Oleh: Siti Saadah
Sinar matahari porak-porandakan kesejukan hari. Terasa gerah. Padahal sedang dikamar pondok, bagaimana kalau di dalam ruang kelasku yang sempit itu? Untung saja pulang sekolah lebih awal. Kalau tidak, aku membayangkan tubuhku gerah kepanasan di ruang kelas yang menjelma oven di siang hari. Tiga hari kedepan sekolahku memang pulang lebih awal, yaitu saat bel istirahat, karena setelah istirahat dipakai anak kelas tiga untuk ujian try out, bulan-bulan ini siswa kelas tiga MTs tampangnya seperti berubah, tidak banyak omong.

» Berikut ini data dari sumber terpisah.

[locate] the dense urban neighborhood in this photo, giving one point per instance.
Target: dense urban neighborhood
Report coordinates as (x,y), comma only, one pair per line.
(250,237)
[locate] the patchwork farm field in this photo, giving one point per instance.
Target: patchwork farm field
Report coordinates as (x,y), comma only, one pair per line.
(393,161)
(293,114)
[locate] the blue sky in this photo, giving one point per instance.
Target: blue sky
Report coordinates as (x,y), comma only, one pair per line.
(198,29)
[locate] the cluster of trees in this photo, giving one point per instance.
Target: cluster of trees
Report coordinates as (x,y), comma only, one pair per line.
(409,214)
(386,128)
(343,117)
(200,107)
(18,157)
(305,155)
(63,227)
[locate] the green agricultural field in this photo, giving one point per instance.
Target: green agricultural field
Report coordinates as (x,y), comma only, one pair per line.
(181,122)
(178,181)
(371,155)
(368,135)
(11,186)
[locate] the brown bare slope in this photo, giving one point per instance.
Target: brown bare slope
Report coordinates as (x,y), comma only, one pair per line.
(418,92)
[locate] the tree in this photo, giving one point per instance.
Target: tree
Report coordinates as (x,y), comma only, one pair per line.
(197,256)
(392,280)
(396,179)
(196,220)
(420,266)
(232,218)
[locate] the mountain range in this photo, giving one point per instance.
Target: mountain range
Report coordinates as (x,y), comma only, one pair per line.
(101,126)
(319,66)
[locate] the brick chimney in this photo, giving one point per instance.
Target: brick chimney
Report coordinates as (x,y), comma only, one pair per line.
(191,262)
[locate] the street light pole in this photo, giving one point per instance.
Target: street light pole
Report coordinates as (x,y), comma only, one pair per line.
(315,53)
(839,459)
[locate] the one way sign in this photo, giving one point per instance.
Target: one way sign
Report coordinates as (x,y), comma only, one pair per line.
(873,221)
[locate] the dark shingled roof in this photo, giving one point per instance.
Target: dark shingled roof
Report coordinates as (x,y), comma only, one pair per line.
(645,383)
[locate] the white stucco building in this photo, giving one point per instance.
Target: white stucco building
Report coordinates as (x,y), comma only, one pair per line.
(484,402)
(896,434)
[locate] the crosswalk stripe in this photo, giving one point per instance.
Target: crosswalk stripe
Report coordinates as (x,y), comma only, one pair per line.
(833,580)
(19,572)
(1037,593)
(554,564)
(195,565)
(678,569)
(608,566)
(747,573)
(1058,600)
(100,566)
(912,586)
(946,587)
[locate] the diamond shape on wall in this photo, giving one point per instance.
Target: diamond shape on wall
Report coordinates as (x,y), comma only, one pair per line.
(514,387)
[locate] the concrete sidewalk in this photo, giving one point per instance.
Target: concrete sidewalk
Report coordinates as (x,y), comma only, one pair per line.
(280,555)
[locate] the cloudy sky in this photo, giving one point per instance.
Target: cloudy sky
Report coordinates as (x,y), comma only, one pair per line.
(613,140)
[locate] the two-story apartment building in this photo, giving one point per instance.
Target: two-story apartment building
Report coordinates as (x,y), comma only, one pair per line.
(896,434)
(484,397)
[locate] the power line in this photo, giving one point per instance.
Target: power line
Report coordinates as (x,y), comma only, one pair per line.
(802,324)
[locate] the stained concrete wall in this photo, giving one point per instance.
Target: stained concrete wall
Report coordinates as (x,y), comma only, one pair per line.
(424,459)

Semakin rajin beribadah, mereka tidak mau atau lebih tepatnya istirahat dari begejekan, atau ngerumpi di pondok dan di kelas saat jam belajar. UAN memang punya kekuatan magic untuk merubah perilaku orang yang biasa meremehkan waktu menjadi menghargainya.
“Weh..wajahmu kok pengap begitu, sudah ambil makan belum?” lamunanku buyar mendengar suara cempreng Rosy.
“Masih males.” Jawabku asal.
“Ke perpust aja yuk!” Digaetnya tanganku, “Baiklah, dari pada bengong di kamar.” Kubenahi jilbab dan sarungku. Di dalam pondok sudah biasa santri putri memakai sarung dan tidak boleh melepas kerudung, meski tidak dijilbabkan setidaknya disampirkan ke kepala menutupi rambut.